A Boston Globe article from 1901 has also fueled the debate as a copper box was referenced in the 1901 dedication article.
Bostonian Society President Brian W. J. LeMay observed at the state: “After two or three centuries, a historic building requires a bit of extra care. But some old structures like this, where really important things happened, come to embody the history we all share; they’re a part of who we all are and they are worthy of some additional attention.” The Bostonian Society has been the caretaker of the Old State House since its founding in 1881, overseeing the building’s repairs, and interpreting it as a museum of Boston’s revolutionary history.

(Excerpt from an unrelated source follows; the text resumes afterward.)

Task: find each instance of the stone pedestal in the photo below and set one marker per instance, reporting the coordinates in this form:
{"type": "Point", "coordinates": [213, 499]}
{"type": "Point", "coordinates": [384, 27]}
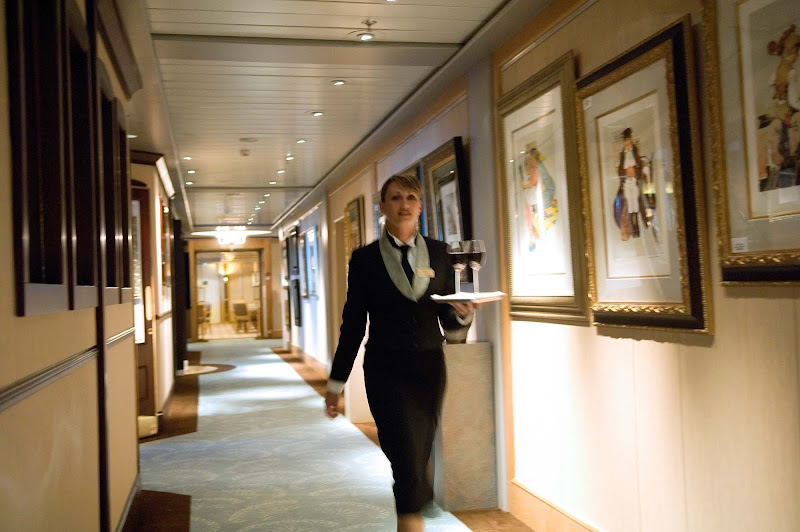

The current work will include restoration of the distinctive statues of a lion and a unicorn atop the building’s east façade. This entailed lowering the statues by crane, and transporting them to the Skylight Studio, where they will be resurfaced with palladium and gold leaf. The two animals are drawn from Great Britain’s royal coat of arms – the unicorn symbolizing Scotland, and the lion representing England – placed on the building as emblems of the colonial government housed inside.
On July 18, 1776, after the Declaration of Independence was first read to the citizens of Boston from the balcony of the Old State House, patriotic Bostonians pulled down the original lion and unicorn statues and burned them in a bonfire. When the building was first restored in 1881-82, wooden copies were installed, but these had rotted so badly by the turn of the century that they were replaced by the current statues, constructed of hammered copper over steel armatures.
Commodore Builders, a commercial construction management firm headquartered in Newton has been selected to perform the restoration work on the historic building. Joseph Albanese, CEO and President of the firm, served as the project manager for the last major restoration of the building, along with its sister site Faneuil Hall, over 20 years ago.
“This project is personally very special to me,” commented Albanese, “not only because of its historic significance to the City of Boston, but because it represents a memorable milestone in my own career. I am honored to be back on the site and to play a role in preserving a precious icon that is synonymous with the history of this city.”
Funding for this project has been provided by the Massachusetts Cultural Facilities Fund, a program of the Commonwealth of Massachusetts administered through a collaborative arrangement between MassDevelopment and the Massachusetts Cultural Council, the Manton Foundation, Boston Duck Tours, the Shirley Shattuck Windsor Charitable Trust, the Society of Colonial Wars in the Commonwealth of Massachusetts, the Edward Ingersoll Browne Fund, and by several individual donors.
The Bostonian Society was established in 1881 to preserve the Old State House, colonial America’s most historic public building, and to explain how Boston gave rise to our country’s most powerful founding ideas. Since 2005, the Bostonian Society has raised over $4 million for the preservation and interpretation of the Old State House, on behalf of the city and the people of Boston. Each year, it spends over $400,000 to maintain the building and to keep it open it to the public.